“Ny Kirree fo Niaghtey” (The Sheep Under the Snow)


Blackwater Press is pleased to announce the release of the audiobook of Mission to Madagascar: The Sergeant, the King and the Slave Trade, read by the author David Mould. You can listen to Chapter 1, “The Good Season for Travel” here and view a short teaser. Then scroll up to edition and select the “audiobook” option.

Here, David describes his research for music for the teaser.

What kind of music did James Hastie hear as he was growing up in County Cork? When he joined other army recruits in the assembly hall as they prepared to ship out to India? On the long sea voyage and on his later voyages between Mauritius and Madagascar?

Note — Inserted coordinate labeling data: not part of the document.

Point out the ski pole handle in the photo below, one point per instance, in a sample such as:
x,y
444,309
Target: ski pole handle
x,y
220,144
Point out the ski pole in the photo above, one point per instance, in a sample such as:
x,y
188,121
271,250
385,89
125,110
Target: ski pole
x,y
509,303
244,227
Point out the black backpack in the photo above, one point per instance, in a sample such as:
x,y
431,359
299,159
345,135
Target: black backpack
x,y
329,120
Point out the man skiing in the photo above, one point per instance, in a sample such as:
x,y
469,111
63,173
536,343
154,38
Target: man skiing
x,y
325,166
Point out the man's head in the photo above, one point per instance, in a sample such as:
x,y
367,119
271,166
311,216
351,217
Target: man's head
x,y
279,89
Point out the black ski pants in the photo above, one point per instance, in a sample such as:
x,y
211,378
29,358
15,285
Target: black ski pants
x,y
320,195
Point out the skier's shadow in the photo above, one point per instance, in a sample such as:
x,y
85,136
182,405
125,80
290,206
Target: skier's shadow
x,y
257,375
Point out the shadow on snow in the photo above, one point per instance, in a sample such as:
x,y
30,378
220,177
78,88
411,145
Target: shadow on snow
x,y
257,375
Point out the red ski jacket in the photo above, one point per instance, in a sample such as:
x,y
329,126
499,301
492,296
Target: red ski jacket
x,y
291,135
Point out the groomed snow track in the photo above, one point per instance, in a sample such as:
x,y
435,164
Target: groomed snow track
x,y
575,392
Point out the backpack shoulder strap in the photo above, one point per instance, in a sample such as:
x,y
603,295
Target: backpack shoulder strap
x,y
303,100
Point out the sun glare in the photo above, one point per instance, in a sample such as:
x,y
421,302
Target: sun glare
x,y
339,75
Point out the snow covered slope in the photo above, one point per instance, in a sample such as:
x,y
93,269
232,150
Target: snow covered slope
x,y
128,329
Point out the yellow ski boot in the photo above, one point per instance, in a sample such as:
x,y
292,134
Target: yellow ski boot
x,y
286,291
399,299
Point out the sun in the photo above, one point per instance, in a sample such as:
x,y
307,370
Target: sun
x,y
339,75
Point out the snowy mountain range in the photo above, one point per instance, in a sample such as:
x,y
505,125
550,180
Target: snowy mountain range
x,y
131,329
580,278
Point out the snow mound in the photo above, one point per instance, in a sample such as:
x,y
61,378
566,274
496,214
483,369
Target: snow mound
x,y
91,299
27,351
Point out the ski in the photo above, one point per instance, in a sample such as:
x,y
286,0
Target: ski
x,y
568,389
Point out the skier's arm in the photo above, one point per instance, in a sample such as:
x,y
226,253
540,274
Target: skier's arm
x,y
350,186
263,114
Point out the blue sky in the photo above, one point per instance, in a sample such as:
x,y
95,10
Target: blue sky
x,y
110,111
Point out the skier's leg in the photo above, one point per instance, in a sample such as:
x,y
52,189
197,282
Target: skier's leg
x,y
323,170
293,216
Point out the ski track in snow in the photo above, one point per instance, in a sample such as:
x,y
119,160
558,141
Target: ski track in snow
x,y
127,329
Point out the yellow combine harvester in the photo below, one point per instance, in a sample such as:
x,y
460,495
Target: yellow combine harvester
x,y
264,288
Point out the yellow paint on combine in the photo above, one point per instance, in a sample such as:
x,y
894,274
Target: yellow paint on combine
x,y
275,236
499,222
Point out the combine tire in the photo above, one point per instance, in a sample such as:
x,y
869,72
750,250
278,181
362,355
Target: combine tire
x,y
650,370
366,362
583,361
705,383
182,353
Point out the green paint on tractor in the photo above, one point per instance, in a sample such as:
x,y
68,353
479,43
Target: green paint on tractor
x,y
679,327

That was the question I faced in selecting music for the teaser to the audiobook of Mission to Madagascar: The Sergeant, the King and the Slave Trade. It had to be historically appropriate—both the tune and the instruments played.
My publisher, Elizabeth Ford, is a scholar of Scottish music in the long eighteenth century, so she shot down several of my ideas before they were even out of the gate. This was the age when “classical” music was being composed but before the idea of classical music was invented, so Hastie’s soundscape would have included tunes from Ireland, England, and Scotland, ballads and tunes from popular operas, assembly dances, and theatre. Music was transmitted via the oral tradition and/or via manuscript book.
With those insights, I went looking for a tune with the right tempo and mood. I found it in the early music collection of Ernst Stolz, a teacher and performer of early music in The Hague. I was drawn to the tune of the ballad “Ny Kirree fo Niaghtey” (The Sheep Under The Snow).

The ballad records a tragedy that occurred in the Isle of Man, in the Irish Sea between England and Ireland, probably sometime in the eighteenth century. It was written in Manx, a Celtic language which shares a significant amount of vocabulary and grammar with Irish as both descend from Old Irish.
The words tell of how sheep grazed freely on the grassy hillsides. After a heavy snowfall, shepherds were unable to reach them, and many died, a huge blow to local livelihoods. The ballad reflects the island’s pastoral life and was passed down through oral tradition. Here’s the first and last verses:

The snow’s on the mountains, the snow’s in the gill;
My sheep they have wander’d all over the hill;
Uprise then, my shepherds, with haste let us go
Where my sheep are all buried deep under the snow.

Then up rose those shepherds; with haste they did go
Where my sheep lay all buried deep under the snow;
They sought them with sorrow; they sought them with dread,
And they found them at last, but the sheep were all dead.

Ernst Stolz plays all instruments on “Ny Kirree fo Niaghtey.”